A student-led startup team, affiliated with UNIST is getting ready to head to Silicon Valley.
Puri-Medi, a UNIST-based student tech startup, has announced that their AI-based industrial safety management system has been selected for the TRC (Technology Revolution Together) project.
Being carried out by the Korea Innovation Center (KIC) in Silicon Valley, the TRT project aims to support SMEs to maximize opportunities for business cooperation with global conglomerates, while focusing on the 4IR Technology sectors, such as AI, Big Data, Cloud, Security, AR/VR, Digital Media, and Fintech.
Through the project, Puri-Medi will engage in various entrepreneurial activities from September 2018 to May 2019. This will include the development of customized business models, as well as providing on-site mentoring for engineers, associated with Facebook.
Puri-Medi’s new AI-based software system for safety management, namely Canaria played a crucial role in the TRC project selection.

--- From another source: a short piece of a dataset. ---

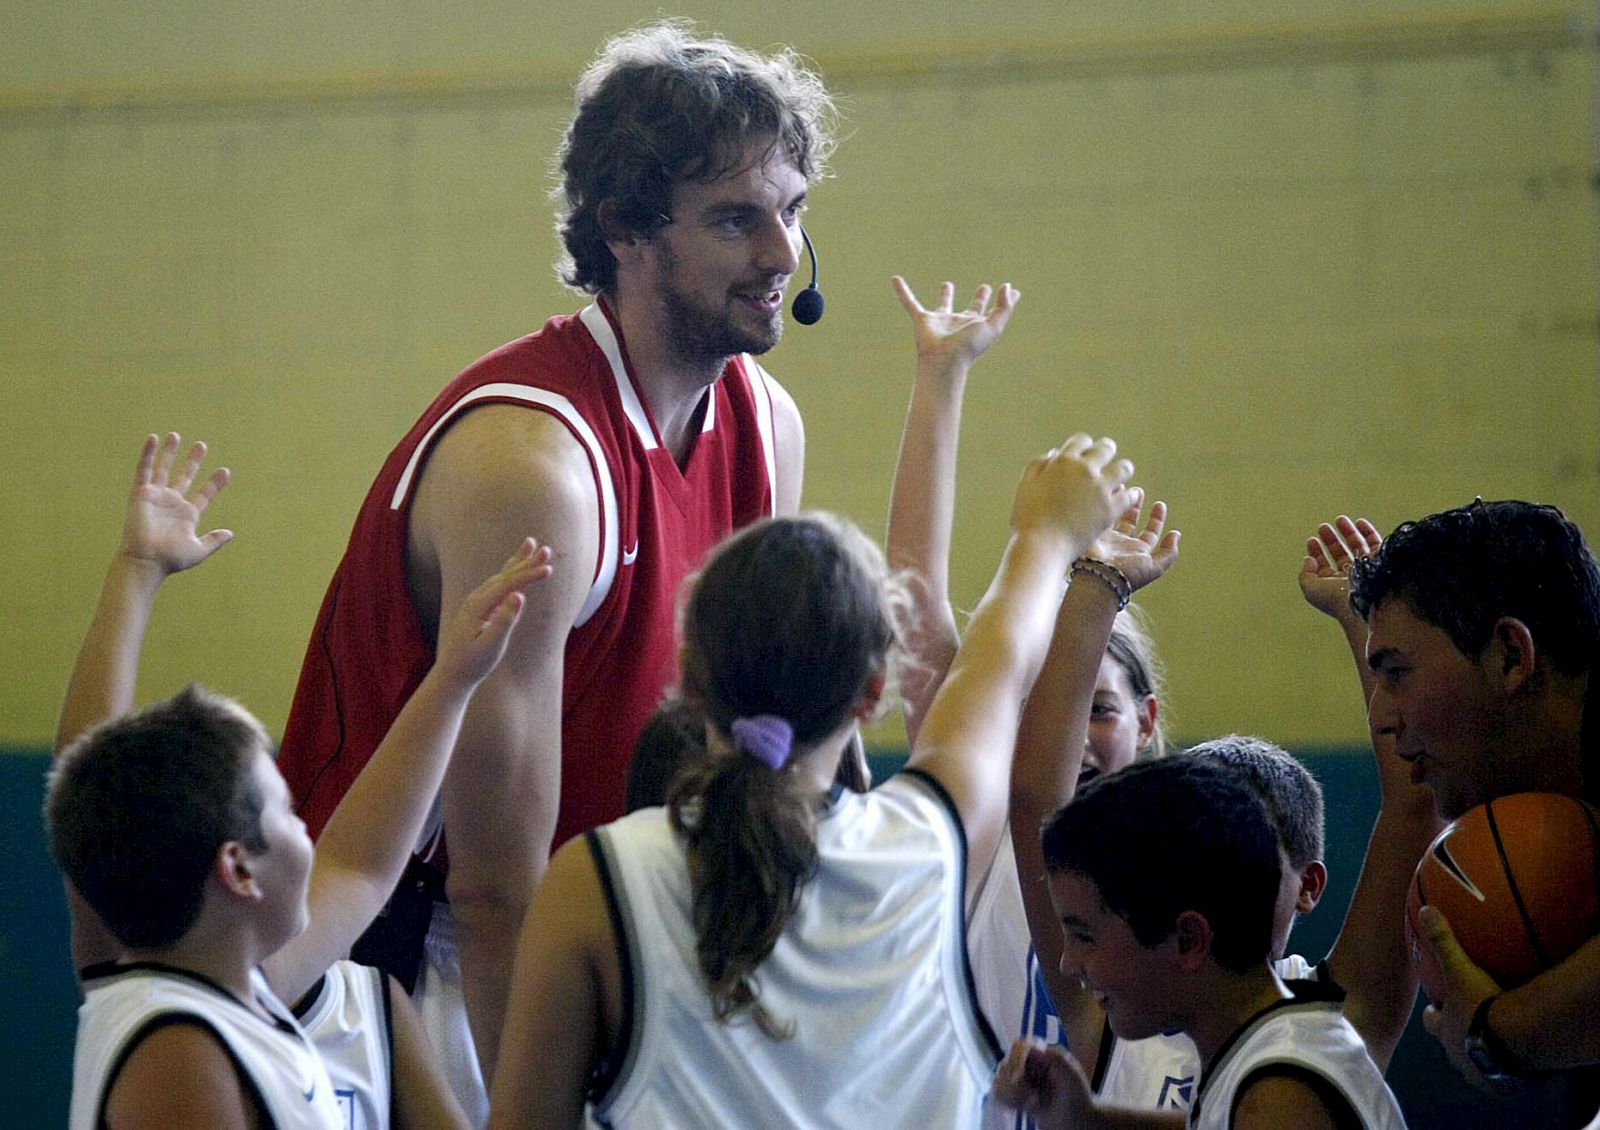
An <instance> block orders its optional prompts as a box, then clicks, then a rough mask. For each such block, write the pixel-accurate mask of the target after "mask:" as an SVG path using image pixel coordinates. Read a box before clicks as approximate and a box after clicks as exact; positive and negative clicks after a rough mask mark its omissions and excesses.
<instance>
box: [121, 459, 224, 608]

Canaria collects and provides analysis of occupational injury data, offered by the Korea Occupational Safety and Health Agency and informs of the potential risk factors in industrial settings. The main function of Canaria is to provide a list of items to be checked for work safety by priority, according to each company’s work environments and assist them in analyzing the causes when accidents occur.
“Safety has emerged as an overriding concern for our industry. But, in case of SMEs, utilizing industrial safety professionals has been difficult with the matter of costs,” says Dongyong Lee, CEO of Puri-Medi. “Canaria is not as complicated as many industrial safety platforms that large conglomerates operate, yet it provides decent industrial safety management services at a reasonable price.”
Puri-Medi is currently researching schemes for putting their prototype Canaria to good use in local businesses in Ulsan region. Being affiliated with the Ulsan Disaster Management Cluster, Puri-Medi has been also actively collaborating with related companies.
“The term Canaria for their product comes from the name applied to Canaries (birds) that were once regularly used in coal mining, as an early warning system,” says Dongyong Lee, CEO of Puri-Medi. “We hope our software will serve as a great early warning device for use in industrial settings, thereby creating a safer workplace.”
Led by founder and CEO Dong-yong Lee, Puri-Medi is composed of seven students, including Jin Hee Mun (UNIST), Dong-Cheol Lim (UNIST), Da Bin Lee (UNIST), Jae Ho Lee (Korea University), Song Hwa Park (Sookmyung Women’s University), and In Jun Choi (KonKuk University). They are making various efforts to enter into both domestic and U.S. industrial safety markets.